Plans for feeding students in 2020-21 school year, which starts next week, were shared with the Wilkes Board of Education Monday night.
The new academic year actually started Wednesday at the Wilkes Early College High School because its schedule coincides with that of Wilkes Community College, but it starts Monday, Aug. 17, for all other Wilkes schools.
Marty Johnson, director of the school nutrition program in the Wilkes schools, said the summer meal service program will be operated Aug. 17-28. This covers much of the period in which all students will be engaged in remote learning (Plan C), which is Aug. 17 through Sept. 8.
Johnson said these meals will be available at every Wilkes school except the Wilkes Early College High School and at 10 additional community stops. He said Early College High School students may receive meals at another school or community stop.
Johnson said that after U.S. Department of Agriculture waivers allowing the summer feeding program expire on Aug. 31, the Wilkes schools will transfer back to the National School Lunch and Breakfast Program.
Starting then, only students qualifying for meal benefits will receive meals for free. This includes free breakfast and lunch meals for all Wilkes elementary and middle school students, available through the Community Eligibility program.
Johnson said only high school students who qualify for meal benefits through the traditional free or reduced application or direct certification will receive free meals since Wilkes high schools don’t participate in the Community Eligibility program.
He said meal costs are still $2.75 for lunch and $1.50 for breakfast.
During the remote learning period, breakfast and lunch meals will be served in car lines at each school from 11:30 a.m. to 12:30 p.m. Students in the Wilkes schools can get meals at any Wilkes school then.
Johnson said serving times will be determined by individual schools when the transition is made to Plan B, which is when each school can be filled up to half of its capacity with students learning in their classrooms.
In the Wilkes schools’ version of Plan B, students at each school who didn’t opt to continue fulltime learning the entire first nine weeks will be divided into two groups. On Monday, one group will learn remotely and the other in their classrooms. On Tuesday, they’ll switch and continue this rotation every day.
Johnson said lunch and breakfast meals will be available at the schools for students still engaged in remote learning every day when Plan B is implemented.
Students rotating between learning in their classrooms and remotely will get breakfast and lunch at their cafeterias on classroom days. These same students will get take home non-perishable breakfast meals for the next day when they learn remotely.
On days students in the rotation learn remotely, they can get lunch meals in car lines at any school. Lunch meals will be packaged in portable trays with all meal components.

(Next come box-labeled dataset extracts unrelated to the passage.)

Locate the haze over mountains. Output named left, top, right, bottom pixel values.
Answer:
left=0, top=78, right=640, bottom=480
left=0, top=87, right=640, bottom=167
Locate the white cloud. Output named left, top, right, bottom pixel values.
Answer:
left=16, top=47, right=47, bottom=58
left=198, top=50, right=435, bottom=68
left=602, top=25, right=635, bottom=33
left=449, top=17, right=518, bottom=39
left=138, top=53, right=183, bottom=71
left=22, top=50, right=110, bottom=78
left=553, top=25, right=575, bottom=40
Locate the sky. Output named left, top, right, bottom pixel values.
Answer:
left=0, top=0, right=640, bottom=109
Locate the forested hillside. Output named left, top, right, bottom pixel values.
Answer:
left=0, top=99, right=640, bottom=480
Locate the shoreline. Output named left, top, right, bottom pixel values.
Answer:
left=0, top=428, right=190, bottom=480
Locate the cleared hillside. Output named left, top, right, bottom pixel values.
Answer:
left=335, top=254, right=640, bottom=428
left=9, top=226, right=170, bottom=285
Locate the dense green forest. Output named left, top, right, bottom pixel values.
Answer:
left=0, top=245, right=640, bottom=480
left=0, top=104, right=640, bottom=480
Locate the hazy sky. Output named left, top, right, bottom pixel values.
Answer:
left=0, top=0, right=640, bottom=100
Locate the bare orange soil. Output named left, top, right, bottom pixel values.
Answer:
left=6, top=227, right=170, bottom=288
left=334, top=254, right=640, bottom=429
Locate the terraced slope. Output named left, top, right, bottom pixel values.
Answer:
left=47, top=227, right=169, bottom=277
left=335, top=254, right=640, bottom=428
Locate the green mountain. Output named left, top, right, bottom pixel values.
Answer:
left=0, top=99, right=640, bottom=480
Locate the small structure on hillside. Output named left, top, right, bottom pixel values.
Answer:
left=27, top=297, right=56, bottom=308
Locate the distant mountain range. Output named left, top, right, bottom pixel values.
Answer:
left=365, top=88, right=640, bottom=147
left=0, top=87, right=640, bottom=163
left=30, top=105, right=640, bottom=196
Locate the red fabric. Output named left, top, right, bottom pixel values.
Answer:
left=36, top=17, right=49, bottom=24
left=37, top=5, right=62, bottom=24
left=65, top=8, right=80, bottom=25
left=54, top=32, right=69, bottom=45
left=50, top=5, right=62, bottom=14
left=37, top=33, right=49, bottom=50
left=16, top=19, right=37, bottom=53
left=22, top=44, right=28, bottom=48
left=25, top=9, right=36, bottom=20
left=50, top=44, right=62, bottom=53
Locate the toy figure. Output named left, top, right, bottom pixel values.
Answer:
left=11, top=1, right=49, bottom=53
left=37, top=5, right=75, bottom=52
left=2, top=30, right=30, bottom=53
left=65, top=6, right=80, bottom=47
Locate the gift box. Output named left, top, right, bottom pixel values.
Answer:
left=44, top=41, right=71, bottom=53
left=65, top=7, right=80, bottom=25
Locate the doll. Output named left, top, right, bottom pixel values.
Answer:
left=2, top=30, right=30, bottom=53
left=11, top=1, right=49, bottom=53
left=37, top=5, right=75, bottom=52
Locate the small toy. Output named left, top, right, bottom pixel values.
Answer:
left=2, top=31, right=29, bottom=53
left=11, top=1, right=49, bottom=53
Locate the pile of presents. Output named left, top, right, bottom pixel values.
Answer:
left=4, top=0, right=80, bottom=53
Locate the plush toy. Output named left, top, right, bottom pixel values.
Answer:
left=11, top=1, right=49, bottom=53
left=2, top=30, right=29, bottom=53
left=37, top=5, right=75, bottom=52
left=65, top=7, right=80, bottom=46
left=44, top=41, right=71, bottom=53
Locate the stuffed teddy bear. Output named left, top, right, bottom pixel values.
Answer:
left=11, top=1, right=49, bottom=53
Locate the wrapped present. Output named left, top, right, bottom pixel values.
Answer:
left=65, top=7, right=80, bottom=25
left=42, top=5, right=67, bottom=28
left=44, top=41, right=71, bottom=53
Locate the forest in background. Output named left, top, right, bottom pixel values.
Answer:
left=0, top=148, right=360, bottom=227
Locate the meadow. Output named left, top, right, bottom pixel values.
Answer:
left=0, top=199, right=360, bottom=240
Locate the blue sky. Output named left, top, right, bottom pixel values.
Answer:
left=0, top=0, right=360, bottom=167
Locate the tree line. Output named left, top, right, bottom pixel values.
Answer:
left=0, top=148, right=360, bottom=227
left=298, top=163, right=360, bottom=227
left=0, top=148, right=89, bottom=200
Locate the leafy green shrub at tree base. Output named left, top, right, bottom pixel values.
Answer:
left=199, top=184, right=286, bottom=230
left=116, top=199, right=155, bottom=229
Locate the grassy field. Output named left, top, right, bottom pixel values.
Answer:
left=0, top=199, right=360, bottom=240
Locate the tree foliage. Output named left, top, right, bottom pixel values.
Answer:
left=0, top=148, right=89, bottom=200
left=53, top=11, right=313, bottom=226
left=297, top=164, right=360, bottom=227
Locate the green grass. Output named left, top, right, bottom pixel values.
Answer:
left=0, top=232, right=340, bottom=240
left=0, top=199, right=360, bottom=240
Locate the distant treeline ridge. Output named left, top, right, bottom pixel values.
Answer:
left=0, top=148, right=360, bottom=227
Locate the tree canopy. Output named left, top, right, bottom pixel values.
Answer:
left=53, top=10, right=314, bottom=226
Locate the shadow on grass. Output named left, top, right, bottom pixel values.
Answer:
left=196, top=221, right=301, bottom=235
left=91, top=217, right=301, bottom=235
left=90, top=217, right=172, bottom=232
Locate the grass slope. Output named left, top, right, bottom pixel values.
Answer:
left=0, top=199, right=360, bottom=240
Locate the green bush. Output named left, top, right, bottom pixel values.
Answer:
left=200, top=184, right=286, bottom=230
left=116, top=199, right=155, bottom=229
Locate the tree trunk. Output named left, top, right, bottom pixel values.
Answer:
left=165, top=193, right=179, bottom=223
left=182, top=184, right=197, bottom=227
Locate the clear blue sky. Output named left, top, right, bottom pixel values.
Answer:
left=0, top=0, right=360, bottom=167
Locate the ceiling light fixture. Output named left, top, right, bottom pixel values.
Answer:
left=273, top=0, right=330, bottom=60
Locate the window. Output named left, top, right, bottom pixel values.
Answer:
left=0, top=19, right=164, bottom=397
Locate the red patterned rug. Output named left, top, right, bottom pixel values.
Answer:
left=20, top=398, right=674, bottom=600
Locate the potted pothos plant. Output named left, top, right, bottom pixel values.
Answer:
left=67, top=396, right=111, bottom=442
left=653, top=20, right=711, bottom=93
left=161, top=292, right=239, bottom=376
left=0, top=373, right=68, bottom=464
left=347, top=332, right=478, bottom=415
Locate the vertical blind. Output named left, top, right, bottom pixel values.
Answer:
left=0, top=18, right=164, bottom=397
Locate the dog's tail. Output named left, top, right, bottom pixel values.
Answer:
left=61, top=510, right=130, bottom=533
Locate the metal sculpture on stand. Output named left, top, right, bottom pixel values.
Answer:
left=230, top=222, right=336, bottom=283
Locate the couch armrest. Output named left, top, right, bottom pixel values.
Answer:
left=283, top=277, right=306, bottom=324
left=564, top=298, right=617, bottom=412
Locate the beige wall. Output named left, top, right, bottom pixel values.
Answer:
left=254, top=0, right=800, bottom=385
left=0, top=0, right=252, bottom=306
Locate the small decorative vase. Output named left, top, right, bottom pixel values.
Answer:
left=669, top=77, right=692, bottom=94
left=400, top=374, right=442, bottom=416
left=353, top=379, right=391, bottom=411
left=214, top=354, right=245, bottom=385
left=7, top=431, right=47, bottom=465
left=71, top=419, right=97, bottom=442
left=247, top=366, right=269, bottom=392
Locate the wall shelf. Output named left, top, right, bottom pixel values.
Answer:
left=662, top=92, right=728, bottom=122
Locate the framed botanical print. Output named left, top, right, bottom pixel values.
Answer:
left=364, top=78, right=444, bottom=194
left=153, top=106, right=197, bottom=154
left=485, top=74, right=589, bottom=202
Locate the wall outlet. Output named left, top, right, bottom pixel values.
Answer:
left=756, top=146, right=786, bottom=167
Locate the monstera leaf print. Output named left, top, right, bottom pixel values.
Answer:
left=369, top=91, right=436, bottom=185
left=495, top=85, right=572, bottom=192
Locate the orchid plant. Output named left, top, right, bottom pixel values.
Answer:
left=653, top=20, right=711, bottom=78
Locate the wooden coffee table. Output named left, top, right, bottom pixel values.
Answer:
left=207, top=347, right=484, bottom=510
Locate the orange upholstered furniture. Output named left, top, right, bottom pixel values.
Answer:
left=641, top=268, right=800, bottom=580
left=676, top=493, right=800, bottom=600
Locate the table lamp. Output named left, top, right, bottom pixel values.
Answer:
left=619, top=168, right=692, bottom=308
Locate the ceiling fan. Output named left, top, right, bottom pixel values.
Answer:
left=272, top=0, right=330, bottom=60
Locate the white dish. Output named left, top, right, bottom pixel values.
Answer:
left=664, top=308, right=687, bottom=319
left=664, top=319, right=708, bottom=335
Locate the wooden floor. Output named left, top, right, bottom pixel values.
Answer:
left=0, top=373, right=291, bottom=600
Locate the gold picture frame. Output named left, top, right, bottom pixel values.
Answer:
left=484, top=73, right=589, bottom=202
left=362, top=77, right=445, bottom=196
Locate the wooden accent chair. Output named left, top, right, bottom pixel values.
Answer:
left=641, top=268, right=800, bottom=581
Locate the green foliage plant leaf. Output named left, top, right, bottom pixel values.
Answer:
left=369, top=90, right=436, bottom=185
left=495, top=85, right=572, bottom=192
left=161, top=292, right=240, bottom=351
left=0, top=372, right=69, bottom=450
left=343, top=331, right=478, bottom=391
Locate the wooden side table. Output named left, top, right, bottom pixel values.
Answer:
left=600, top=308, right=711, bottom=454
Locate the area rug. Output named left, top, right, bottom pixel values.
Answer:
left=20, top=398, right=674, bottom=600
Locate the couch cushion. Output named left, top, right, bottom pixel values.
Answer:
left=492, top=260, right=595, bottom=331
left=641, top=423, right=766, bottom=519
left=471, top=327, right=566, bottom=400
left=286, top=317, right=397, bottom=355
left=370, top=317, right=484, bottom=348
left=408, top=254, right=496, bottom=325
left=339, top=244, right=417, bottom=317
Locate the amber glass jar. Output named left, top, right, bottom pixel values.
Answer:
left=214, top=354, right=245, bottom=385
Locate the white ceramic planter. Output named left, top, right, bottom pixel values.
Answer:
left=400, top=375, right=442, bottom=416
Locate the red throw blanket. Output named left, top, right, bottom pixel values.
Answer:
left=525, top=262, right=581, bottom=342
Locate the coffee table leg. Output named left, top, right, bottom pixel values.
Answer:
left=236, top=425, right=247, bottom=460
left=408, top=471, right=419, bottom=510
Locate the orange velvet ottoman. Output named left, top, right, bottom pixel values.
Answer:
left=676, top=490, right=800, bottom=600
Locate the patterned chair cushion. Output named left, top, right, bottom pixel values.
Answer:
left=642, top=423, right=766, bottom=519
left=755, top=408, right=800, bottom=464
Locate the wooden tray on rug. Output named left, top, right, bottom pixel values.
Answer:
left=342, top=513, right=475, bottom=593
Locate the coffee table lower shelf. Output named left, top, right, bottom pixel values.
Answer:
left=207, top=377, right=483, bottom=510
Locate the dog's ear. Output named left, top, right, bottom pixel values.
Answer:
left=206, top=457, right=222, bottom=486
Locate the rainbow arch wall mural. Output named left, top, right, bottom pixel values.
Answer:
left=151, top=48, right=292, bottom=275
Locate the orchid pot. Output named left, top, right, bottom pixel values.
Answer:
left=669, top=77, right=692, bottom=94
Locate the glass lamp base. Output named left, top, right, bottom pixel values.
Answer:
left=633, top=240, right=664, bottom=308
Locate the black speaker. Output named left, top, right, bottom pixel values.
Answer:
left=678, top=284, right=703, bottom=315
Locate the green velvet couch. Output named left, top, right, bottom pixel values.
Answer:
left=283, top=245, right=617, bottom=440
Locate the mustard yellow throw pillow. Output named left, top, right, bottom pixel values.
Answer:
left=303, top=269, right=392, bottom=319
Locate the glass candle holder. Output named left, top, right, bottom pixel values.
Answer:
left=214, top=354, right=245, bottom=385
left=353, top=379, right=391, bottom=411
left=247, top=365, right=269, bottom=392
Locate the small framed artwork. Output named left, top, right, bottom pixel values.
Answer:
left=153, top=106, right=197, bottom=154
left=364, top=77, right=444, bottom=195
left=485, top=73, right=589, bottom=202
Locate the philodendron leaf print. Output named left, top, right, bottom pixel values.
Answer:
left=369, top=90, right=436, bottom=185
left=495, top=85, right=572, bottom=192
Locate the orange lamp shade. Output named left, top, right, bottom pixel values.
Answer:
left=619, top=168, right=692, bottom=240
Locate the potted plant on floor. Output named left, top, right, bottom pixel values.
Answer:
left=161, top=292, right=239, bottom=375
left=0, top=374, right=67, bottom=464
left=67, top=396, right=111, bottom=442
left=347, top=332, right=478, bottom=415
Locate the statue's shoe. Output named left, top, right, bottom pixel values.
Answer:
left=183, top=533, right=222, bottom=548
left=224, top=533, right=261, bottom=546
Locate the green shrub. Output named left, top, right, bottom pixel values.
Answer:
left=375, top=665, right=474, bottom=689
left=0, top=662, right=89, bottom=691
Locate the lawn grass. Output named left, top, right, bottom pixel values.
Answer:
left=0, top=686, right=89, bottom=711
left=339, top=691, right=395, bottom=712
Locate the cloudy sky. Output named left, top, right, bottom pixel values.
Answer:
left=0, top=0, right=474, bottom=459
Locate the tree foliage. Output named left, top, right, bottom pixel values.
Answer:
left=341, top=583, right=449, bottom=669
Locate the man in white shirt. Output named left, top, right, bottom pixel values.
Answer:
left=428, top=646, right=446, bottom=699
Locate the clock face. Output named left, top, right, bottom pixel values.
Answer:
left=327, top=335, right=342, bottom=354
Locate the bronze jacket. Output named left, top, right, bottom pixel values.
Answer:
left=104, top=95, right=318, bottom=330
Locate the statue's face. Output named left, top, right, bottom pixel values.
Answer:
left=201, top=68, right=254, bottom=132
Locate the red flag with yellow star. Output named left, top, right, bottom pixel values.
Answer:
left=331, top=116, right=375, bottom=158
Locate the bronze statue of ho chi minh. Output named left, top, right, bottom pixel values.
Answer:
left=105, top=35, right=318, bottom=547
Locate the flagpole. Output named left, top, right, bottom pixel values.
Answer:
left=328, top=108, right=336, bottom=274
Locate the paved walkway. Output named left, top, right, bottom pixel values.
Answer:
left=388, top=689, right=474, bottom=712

The school board also unanimously approved using a National School Lunch Equipment Assistance grant of $21,000 to buy a $26,240 dishwashing machine from Alco Soap and Supply for Wilkesboro Elementary School. That was the lowest of two quotes. Johnson said the difference will come from reimbursements for meals served.
There currently is no dishwashing machine in the school, which he said means Styrofoam plates are used or dishes are washed by hand. Holbrook thanked Johnson for his diligent work on grant applications.
The school board unanimously approved a budget amendment adding $220,000 in revenue and expenses to the school system’s child nutrition operational budget. Seth Prevette, Wilkes school finance director, said this covers the cost of additional meals served in fiscal 2019-20.
The amendment leaves the Wilkes school child nutrition program with a 2019-20 budget of $6.4 million, which included the cost of feeding all youths up to age 18 during the summer meal service program.